Servet-i Fünun Dergisi’nin 22 Mart 1928 tarihli sayısında Yedi Meşale isminde bir kitap çıkaracaklarını ilan ederler. Kitap Nisan ayında piyasaya çıkar ve büyük ilgi görür. Kitaba yazılan önsözde edebi alanda neler yapacaklarını anlatılır. Kitapta her ismin bir bölümü bulunmaktadır.
- Ziya Osman Saba: Sebil ve Güvercinler
- Yaşar Nabi Nayır: Şairin Bahçesi
- Cevdet Kudret Solok: Cenaze İlahisi
- Sabri Esat Siyavuşgil: Kukla Oyunu
- Vasfi Mahir Kocatürk: Dağların Derdi
- Muammer Lütfi Bahşi: Dante’nin Ruhuna
- Kenan Hulusi Koray : Denizin Zaferi (grubun tek hikâye yazarı)
Ahmet Haşim, iki ay sonra çıkan Meşale Dergisi’nde onları destekler. 1935’lere kadar hemen hemen aynı düşünceleri sürdüren Yedi Meşaleciler daha sonra kendi sanatsal kimlikleri doğrultusunda ilerlemişlerdir.
Yedi Meşalecilerin ortak bir kitap yayımlamalarının nedeni “Memleketimizde son edebî cereyanları gösterecek toplu bir eser vücuda getirmek” arzusudur. Yedi Meşaleciler, eski kuşağın kendilerini küçümsemesine başkaldırmak istemişlerdir. Türk Edebiyatının asırlarca doğu edebiyatını, Tanzimat’tan sonra da Batı edebiyatını taklit ettiğini öne sürerek artık kendine dönme vaktinin geldiğini öne sürerler. Yedi Meşalecilere göre Türk Edebiyatı’ndaki asıl eksiklik; “canlılık, samimiyet ve yenilik”tir.
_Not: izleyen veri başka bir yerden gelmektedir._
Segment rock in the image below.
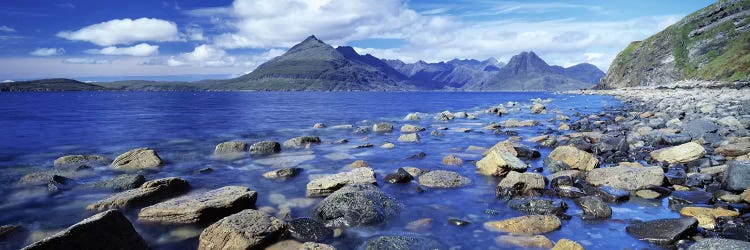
[23,210,150,250]
[419,170,471,188]
[314,183,401,227]
[443,154,464,166]
[53,155,110,168]
[544,146,599,173]
[372,122,393,133]
[508,197,568,215]
[496,171,545,197]
[625,218,698,245]
[306,167,377,197]
[198,209,287,250]
[476,149,528,176]
[138,186,258,223]
[250,140,282,155]
[575,196,612,219]
[398,133,419,142]
[401,124,425,133]
[724,161,750,191]
[688,238,750,250]
[495,235,552,249]
[283,136,320,148]
[289,218,333,242]
[586,166,664,190]
[86,177,190,211]
[651,142,706,163]
[112,148,161,171]
[484,215,561,235]
[364,235,448,250]
[263,168,302,180]
[680,207,740,230]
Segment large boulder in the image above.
[86,177,190,211]
[198,209,287,250]
[138,186,258,223]
[23,210,150,250]
[544,146,599,173]
[111,148,161,171]
[651,142,706,163]
[305,167,377,197]
[586,166,664,190]
[314,183,402,227]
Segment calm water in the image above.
[0,92,679,249]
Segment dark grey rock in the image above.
[625,217,698,245]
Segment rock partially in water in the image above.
[305,167,377,197]
[484,215,561,235]
[364,235,448,250]
[111,148,162,171]
[86,177,190,211]
[586,166,664,190]
[23,210,150,250]
[314,183,401,227]
[544,146,599,173]
[419,170,471,188]
[198,209,287,250]
[625,218,698,245]
[138,186,258,223]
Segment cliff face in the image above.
[599,0,750,89]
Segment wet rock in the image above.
[364,235,448,250]
[283,136,321,148]
[495,235,552,249]
[650,142,706,163]
[86,177,190,211]
[575,196,612,219]
[263,168,302,180]
[419,170,471,188]
[250,140,282,155]
[111,148,162,171]
[476,149,528,176]
[138,186,258,223]
[23,210,150,250]
[544,146,599,173]
[288,218,333,242]
[484,215,561,235]
[508,197,568,215]
[198,209,287,250]
[53,155,111,169]
[586,166,664,190]
[724,161,750,191]
[306,167,377,197]
[314,183,401,227]
[625,218,698,245]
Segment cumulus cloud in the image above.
[29,48,65,56]
[57,18,179,46]
[86,43,159,56]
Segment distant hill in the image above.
[0,78,108,92]
[598,0,750,88]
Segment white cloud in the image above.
[57,18,179,46]
[29,48,65,56]
[86,43,159,56]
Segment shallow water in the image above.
[0,92,679,249]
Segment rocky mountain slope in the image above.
[599,0,750,89]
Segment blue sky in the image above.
[0,0,714,81]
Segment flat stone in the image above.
[305,167,377,197]
[625,218,698,245]
[23,210,150,250]
[138,186,258,223]
[198,209,287,250]
[484,215,561,235]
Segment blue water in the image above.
[0,92,678,249]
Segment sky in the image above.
[0,0,714,81]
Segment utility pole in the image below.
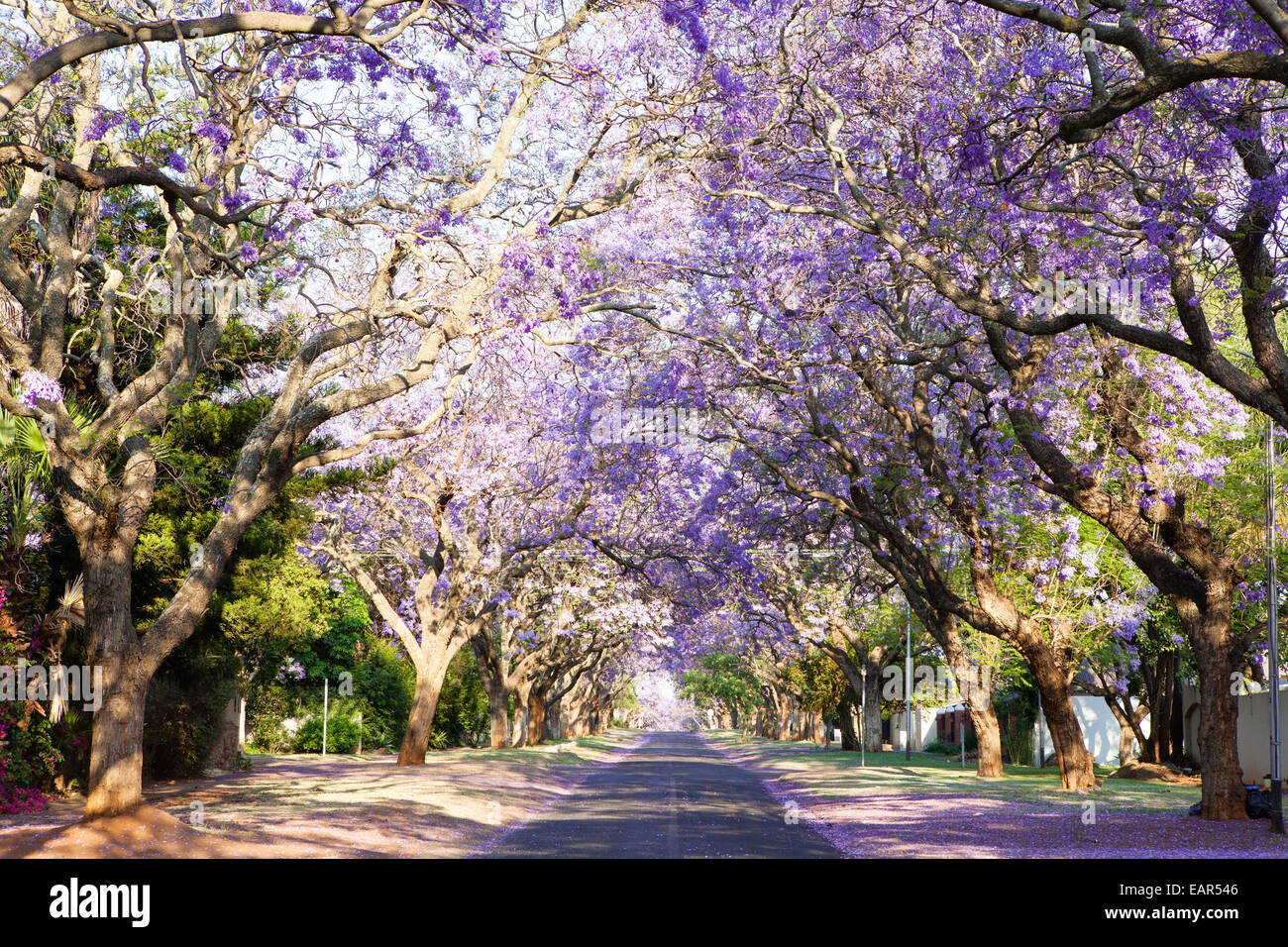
[859,665,868,767]
[903,599,912,760]
[322,678,331,756]
[1266,417,1284,835]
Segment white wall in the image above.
[1231,688,1288,784]
[890,707,939,750]
[1042,694,1149,767]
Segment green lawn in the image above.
[704,730,1201,811]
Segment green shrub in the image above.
[143,678,232,780]
[291,712,358,753]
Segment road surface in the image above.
[488,733,837,858]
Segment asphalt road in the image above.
[490,733,837,858]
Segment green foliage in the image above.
[291,704,360,753]
[993,682,1038,766]
[787,651,849,717]
[430,648,488,749]
[680,653,760,716]
[353,633,416,750]
[143,665,233,780]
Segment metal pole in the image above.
[859,665,868,767]
[1037,690,1042,770]
[903,601,912,760]
[1266,419,1284,835]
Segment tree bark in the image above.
[398,664,446,767]
[85,544,152,819]
[85,654,149,819]
[528,686,546,746]
[1020,636,1096,789]
[1190,638,1248,821]
[486,683,510,750]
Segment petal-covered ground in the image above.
[0,730,638,858]
[707,733,1288,858]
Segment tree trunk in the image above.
[486,684,510,750]
[510,682,532,746]
[838,691,860,753]
[528,688,546,746]
[962,695,1002,780]
[931,614,1004,780]
[85,556,152,819]
[398,663,447,767]
[1105,701,1136,767]
[1021,631,1096,789]
[85,659,149,819]
[1190,649,1248,822]
[863,668,881,753]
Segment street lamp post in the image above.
[1211,337,1284,835]
[903,601,912,760]
[859,665,868,767]
[1266,419,1284,835]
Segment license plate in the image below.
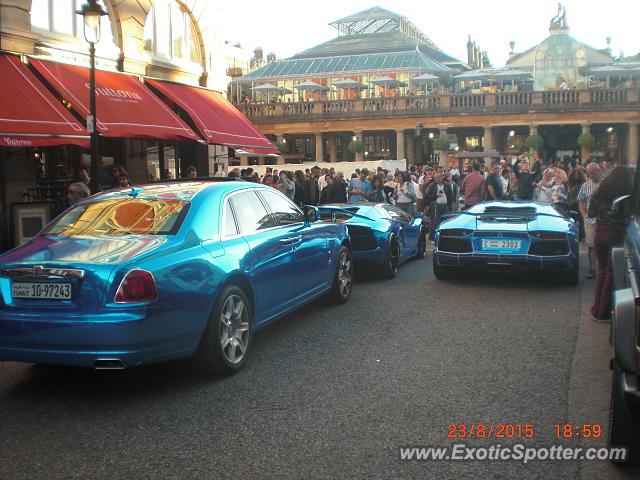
[11,282,71,300]
[482,239,522,250]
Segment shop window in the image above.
[31,0,114,48]
[144,0,201,63]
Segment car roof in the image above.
[91,180,258,202]
[468,201,560,216]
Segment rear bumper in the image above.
[435,251,577,271]
[0,310,197,367]
[614,372,640,421]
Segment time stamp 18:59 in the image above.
[447,423,603,438]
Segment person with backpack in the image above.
[394,172,417,216]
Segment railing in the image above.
[238,87,640,123]
[589,88,629,103]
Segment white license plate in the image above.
[482,239,522,250]
[11,282,71,300]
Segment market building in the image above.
[0,0,277,250]
[234,3,640,172]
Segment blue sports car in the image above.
[433,202,580,284]
[320,203,427,278]
[0,181,353,374]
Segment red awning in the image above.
[0,55,89,147]
[145,79,280,155]
[30,59,200,140]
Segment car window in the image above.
[222,200,238,237]
[230,191,276,234]
[260,190,304,225]
[382,205,411,222]
[44,197,190,237]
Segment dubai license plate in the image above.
[482,239,522,250]
[11,282,71,300]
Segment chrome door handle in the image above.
[279,236,302,245]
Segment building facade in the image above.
[0,0,272,251]
[234,8,640,170]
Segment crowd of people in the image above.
[68,153,633,320]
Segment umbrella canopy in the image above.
[331,78,369,90]
[591,65,631,77]
[293,82,331,92]
[251,83,292,93]
[411,73,440,83]
[369,77,407,88]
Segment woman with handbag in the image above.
[588,165,633,321]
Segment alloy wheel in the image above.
[220,295,249,364]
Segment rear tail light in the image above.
[114,270,158,303]
[440,228,473,237]
[529,232,567,240]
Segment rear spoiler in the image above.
[318,207,371,222]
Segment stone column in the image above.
[482,127,494,152]
[580,123,591,163]
[315,132,324,163]
[407,133,416,163]
[353,130,364,162]
[627,123,640,166]
[328,135,338,162]
[396,130,405,160]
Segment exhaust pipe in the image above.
[93,358,127,370]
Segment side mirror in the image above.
[303,205,320,223]
[611,195,631,212]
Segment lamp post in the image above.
[76,0,107,193]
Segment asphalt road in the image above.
[0,251,639,480]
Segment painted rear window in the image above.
[43,198,190,237]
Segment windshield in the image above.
[43,198,190,237]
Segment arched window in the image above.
[144,0,201,63]
[31,0,115,50]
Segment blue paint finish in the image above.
[434,202,579,272]
[0,181,349,367]
[319,203,422,265]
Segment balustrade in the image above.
[238,88,640,123]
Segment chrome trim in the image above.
[93,358,127,370]
[0,265,84,280]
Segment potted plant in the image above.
[524,133,544,150]
[578,132,598,162]
[347,140,364,153]
[431,137,451,167]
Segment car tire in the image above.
[383,233,400,278]
[607,359,640,465]
[432,252,454,280]
[567,258,580,285]
[329,245,353,304]
[415,227,427,260]
[197,285,253,376]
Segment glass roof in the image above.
[238,51,450,82]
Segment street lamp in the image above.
[76,0,107,193]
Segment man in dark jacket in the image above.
[425,172,455,231]
[304,166,322,205]
[327,172,347,203]
[513,156,538,200]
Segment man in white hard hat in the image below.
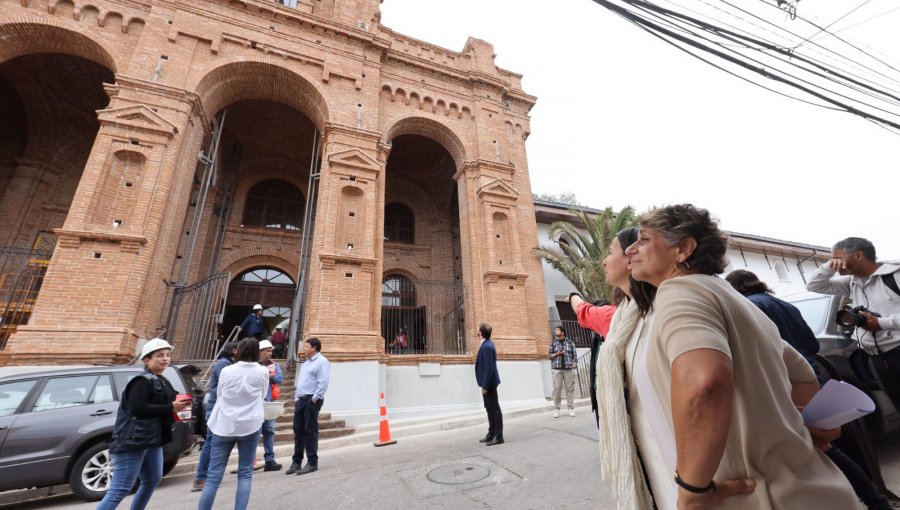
[241,304,265,340]
[259,340,284,471]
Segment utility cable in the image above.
[594,0,900,129]
[793,0,871,50]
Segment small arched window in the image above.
[381,275,416,308]
[242,180,304,230]
[384,202,416,244]
[775,260,791,282]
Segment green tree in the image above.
[535,206,637,301]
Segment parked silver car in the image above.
[782,292,900,441]
[0,365,202,501]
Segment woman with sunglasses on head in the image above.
[626,204,860,510]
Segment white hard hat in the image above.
[141,338,172,359]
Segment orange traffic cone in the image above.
[375,393,397,446]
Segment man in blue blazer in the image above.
[475,324,503,446]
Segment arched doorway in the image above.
[0,48,115,349]
[381,275,427,354]
[222,267,296,337]
[381,131,465,354]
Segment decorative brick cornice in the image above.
[319,253,378,272]
[483,270,528,284]
[103,78,209,129]
[97,104,178,138]
[453,159,516,181]
[53,228,147,253]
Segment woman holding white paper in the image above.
[626,204,860,510]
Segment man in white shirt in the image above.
[285,338,331,475]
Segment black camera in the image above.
[834,306,881,327]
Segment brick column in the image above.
[454,160,547,360]
[0,76,206,364]
[0,158,60,248]
[303,124,387,361]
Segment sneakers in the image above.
[297,462,319,475]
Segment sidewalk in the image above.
[168,398,591,476]
[0,398,592,508]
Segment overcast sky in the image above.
[381,0,900,259]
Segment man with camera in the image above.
[806,237,900,405]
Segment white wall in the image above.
[322,361,552,425]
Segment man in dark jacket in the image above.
[475,324,503,446]
[241,305,265,340]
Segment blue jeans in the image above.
[262,420,275,462]
[292,398,325,466]
[194,406,213,480]
[97,446,162,510]
[197,430,259,510]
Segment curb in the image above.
[167,398,591,476]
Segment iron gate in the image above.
[0,233,56,349]
[166,273,231,362]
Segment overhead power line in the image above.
[594,0,900,132]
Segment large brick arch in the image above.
[0,18,120,73]
[382,116,468,170]
[219,246,300,278]
[187,57,329,132]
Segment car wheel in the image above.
[69,441,112,501]
[163,459,178,476]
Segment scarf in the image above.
[597,299,653,510]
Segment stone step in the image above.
[275,418,347,432]
[275,428,356,443]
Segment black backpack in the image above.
[881,273,900,296]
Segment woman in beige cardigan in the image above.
[626,204,860,510]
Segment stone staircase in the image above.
[260,360,356,444]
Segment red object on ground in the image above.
[374,393,397,446]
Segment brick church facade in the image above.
[0,0,548,418]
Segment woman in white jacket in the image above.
[198,338,269,510]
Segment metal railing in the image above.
[381,280,468,356]
[0,238,55,349]
[578,351,591,398]
[549,321,594,348]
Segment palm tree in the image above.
[535,206,637,301]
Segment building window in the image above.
[242,180,304,230]
[381,275,426,354]
[384,203,416,244]
[238,267,294,285]
[381,276,416,307]
[775,260,791,282]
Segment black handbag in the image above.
[115,417,162,450]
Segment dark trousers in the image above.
[293,398,325,466]
[481,386,503,439]
[825,446,891,510]
[871,347,900,409]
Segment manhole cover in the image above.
[427,464,491,484]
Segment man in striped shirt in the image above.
[547,326,578,418]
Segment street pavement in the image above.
[1,407,615,510]
[10,406,900,510]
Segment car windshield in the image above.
[791,296,829,333]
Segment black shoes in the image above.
[297,462,319,475]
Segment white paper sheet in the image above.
[800,379,875,430]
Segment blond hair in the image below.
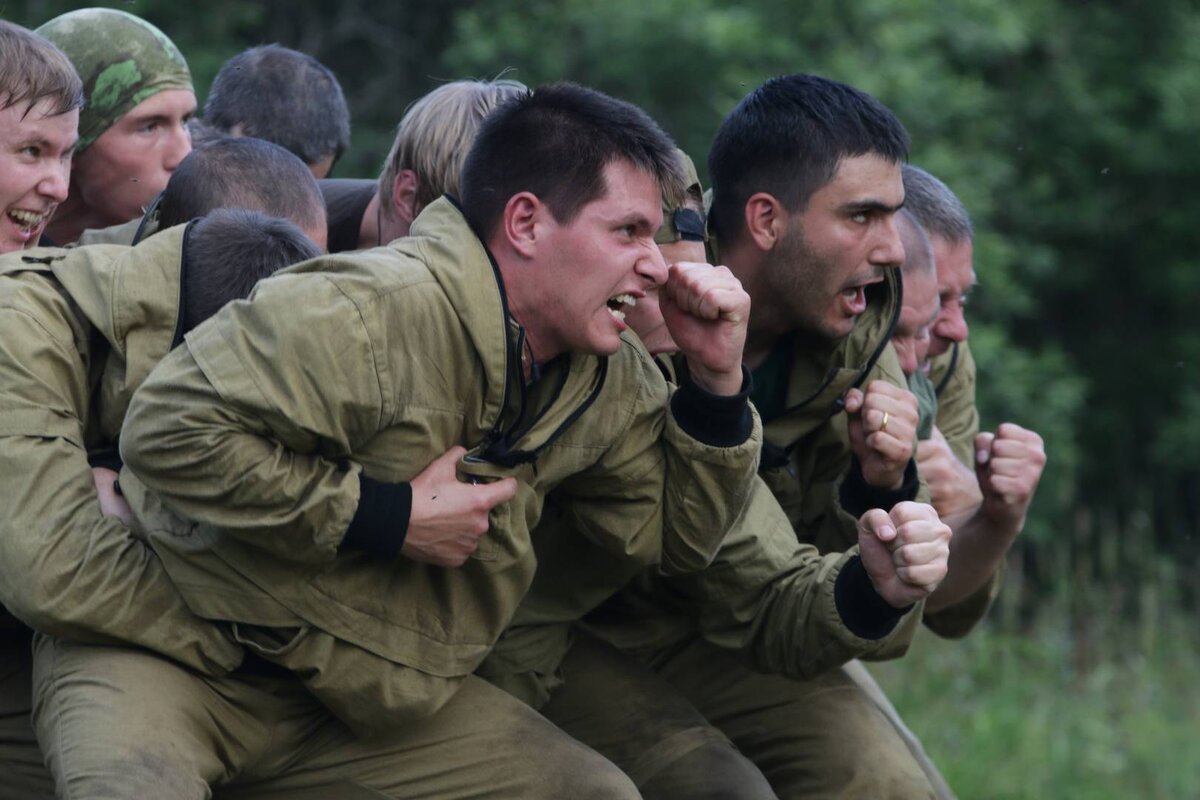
[379,79,528,211]
[0,19,83,116]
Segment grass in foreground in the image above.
[870,597,1200,800]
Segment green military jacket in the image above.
[0,225,241,674]
[760,270,907,553]
[479,472,920,708]
[925,342,1004,638]
[76,216,158,247]
[929,342,979,469]
[122,200,761,730]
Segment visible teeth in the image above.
[608,294,637,308]
[8,209,43,228]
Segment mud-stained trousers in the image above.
[653,639,953,800]
[541,633,775,800]
[0,630,54,800]
[34,637,640,800]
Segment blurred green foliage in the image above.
[0,0,1200,606]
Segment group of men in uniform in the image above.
[0,8,1045,799]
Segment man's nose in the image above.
[935,303,970,342]
[635,239,667,287]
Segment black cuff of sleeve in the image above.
[671,365,754,447]
[839,457,920,517]
[833,555,912,639]
[342,475,413,561]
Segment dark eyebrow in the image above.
[841,199,904,213]
[616,213,658,233]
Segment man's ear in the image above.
[391,169,421,225]
[743,192,787,252]
[502,192,550,258]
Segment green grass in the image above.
[870,593,1200,800]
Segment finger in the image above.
[430,445,467,469]
[892,540,946,570]
[866,431,913,467]
[976,433,996,468]
[888,500,941,525]
[996,422,1042,445]
[475,477,517,509]
[896,563,947,591]
[896,519,949,545]
[991,437,1044,461]
[858,509,896,542]
[866,378,910,397]
[842,389,863,414]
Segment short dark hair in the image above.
[901,164,974,245]
[460,83,684,237]
[158,137,325,230]
[181,209,320,331]
[0,19,83,116]
[204,44,350,164]
[708,74,910,240]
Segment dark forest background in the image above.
[9,0,1200,796]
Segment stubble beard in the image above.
[766,229,842,341]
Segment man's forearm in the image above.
[925,507,1021,613]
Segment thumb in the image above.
[476,477,517,509]
[841,389,864,415]
[426,445,467,471]
[976,433,996,486]
[858,509,896,542]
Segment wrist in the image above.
[688,359,744,397]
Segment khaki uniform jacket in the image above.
[480,472,920,708]
[929,342,979,469]
[760,270,907,553]
[121,200,760,730]
[0,225,241,674]
[925,342,1004,638]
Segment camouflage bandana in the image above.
[654,150,708,245]
[37,8,193,155]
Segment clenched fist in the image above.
[858,503,950,608]
[659,261,750,396]
[845,380,920,489]
[400,447,517,566]
[917,427,983,517]
[976,422,1046,527]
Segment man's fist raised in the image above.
[845,380,919,489]
[858,503,950,608]
[976,422,1046,528]
[659,261,750,396]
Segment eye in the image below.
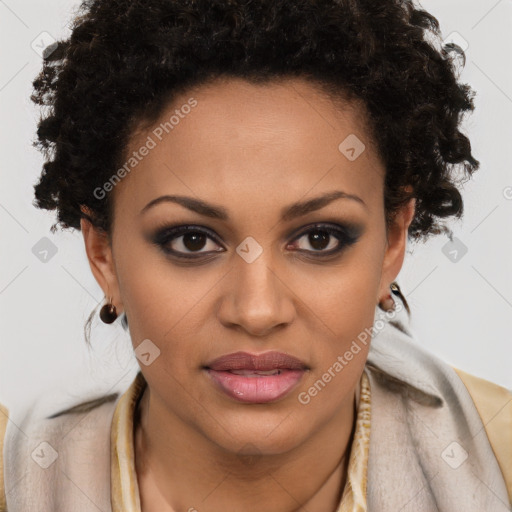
[152,224,361,260]
[291,224,358,256]
[153,226,224,259]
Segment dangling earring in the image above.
[100,298,117,324]
[390,281,411,315]
[379,281,402,312]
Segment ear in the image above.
[80,207,122,314]
[376,186,416,302]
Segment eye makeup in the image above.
[149,218,363,263]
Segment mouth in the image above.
[203,352,310,403]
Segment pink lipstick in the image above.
[204,351,309,403]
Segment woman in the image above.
[4,0,511,512]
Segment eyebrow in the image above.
[139,190,368,221]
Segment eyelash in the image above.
[153,223,360,261]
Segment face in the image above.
[82,79,413,454]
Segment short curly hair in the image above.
[31,0,480,244]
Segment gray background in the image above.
[0,0,512,412]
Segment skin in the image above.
[81,79,414,512]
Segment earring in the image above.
[379,281,401,311]
[100,298,117,324]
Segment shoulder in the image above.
[367,298,512,506]
[0,393,120,512]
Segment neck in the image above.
[134,386,356,512]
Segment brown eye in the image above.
[153,226,223,258]
[291,225,360,257]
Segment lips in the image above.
[204,352,309,403]
[206,351,307,371]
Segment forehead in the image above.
[114,78,384,218]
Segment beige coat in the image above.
[4,299,512,512]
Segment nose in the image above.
[218,252,295,336]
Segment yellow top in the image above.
[110,372,370,512]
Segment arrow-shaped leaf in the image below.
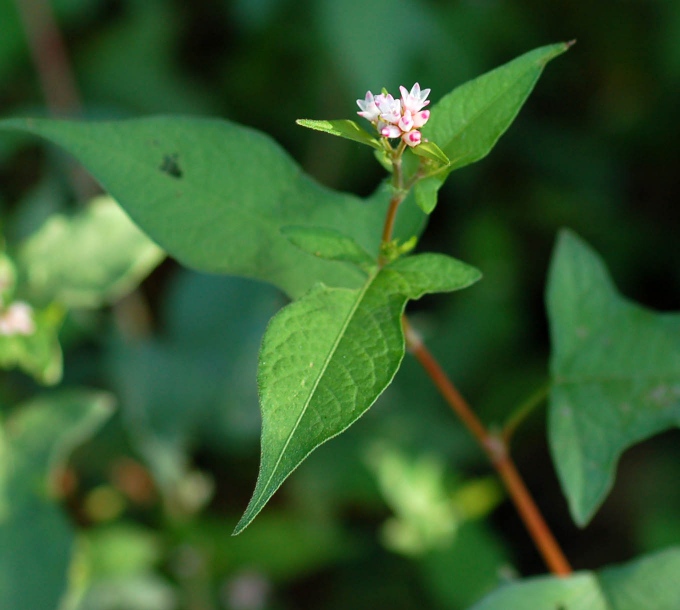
[547,231,680,525]
[235,254,480,533]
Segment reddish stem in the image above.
[404,317,572,576]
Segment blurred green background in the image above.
[0,0,680,610]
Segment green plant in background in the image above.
[0,3,680,610]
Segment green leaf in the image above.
[17,197,165,307]
[0,391,112,608]
[409,142,451,165]
[415,42,573,213]
[547,231,680,525]
[471,548,680,610]
[0,304,64,385]
[281,226,376,270]
[295,119,382,150]
[0,117,424,297]
[235,254,480,533]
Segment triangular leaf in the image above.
[295,119,382,150]
[281,226,376,270]
[235,254,480,533]
[0,117,424,297]
[547,231,680,525]
[471,548,680,610]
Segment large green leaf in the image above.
[0,391,112,609]
[235,254,480,533]
[416,43,571,212]
[0,117,423,296]
[471,548,680,610]
[17,197,165,307]
[547,231,680,525]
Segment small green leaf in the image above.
[295,119,382,150]
[235,254,481,533]
[0,117,424,297]
[410,142,451,165]
[547,231,680,525]
[281,226,376,270]
[471,548,680,610]
[413,176,443,214]
[17,197,165,307]
[416,43,573,213]
[0,391,112,608]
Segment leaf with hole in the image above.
[235,254,480,533]
[0,117,424,297]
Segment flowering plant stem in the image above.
[378,137,572,576]
[404,316,572,576]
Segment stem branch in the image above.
[404,316,572,576]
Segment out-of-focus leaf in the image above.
[547,231,680,525]
[17,197,165,307]
[0,304,64,385]
[471,548,680,610]
[0,117,423,296]
[0,391,112,608]
[235,254,481,533]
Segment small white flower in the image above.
[375,93,401,125]
[399,83,430,114]
[0,301,35,336]
[413,110,430,129]
[357,91,380,123]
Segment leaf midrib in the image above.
[260,271,380,497]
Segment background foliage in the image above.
[0,0,680,610]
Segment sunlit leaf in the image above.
[295,119,382,150]
[17,197,165,307]
[235,254,480,533]
[547,231,680,525]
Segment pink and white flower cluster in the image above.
[357,83,430,146]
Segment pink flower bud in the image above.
[378,122,402,138]
[413,110,430,129]
[401,129,423,148]
[357,91,380,123]
[399,110,414,132]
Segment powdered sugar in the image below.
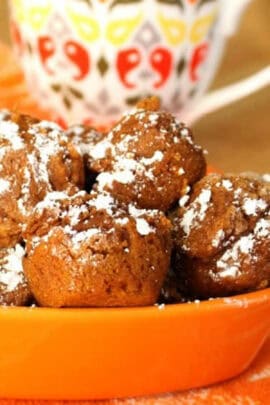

Ferdi duygulardan uzaklaşılması gerektiğini savunan Yedi Meşaleciler bunları eserlerine yansıtamadılar.
Yedi Meşaleciler, Milli Edebiyat şairlerine ve Beş Hececilere tepki olarak bu akımı oluşturmuşlardır. Yalın, kolay anlaşılır, düz anlatımlı, milli temalarla dolu bu şiir anlayışına karşı çıkmışlardır. Yedi Meşalecilerin şiir beğenilerine Faruk Nafiz Çamlıbel ve Necip Fazıl Kısakürek hâkimdir.
Yedi Meşalecilerin Özellikleri
- Yedi Meşaleciler 1928’de kurulmuştur. Görüşlerini Yedi Meşale adlı kitabın ön sözünde açıklamışlardır.
- Cumhuriyet Dönemi’nde öz şiiri benimseyen ve edebî anlayışlarını bir bildiri ile yayımlayan ilk edebî topluluktur.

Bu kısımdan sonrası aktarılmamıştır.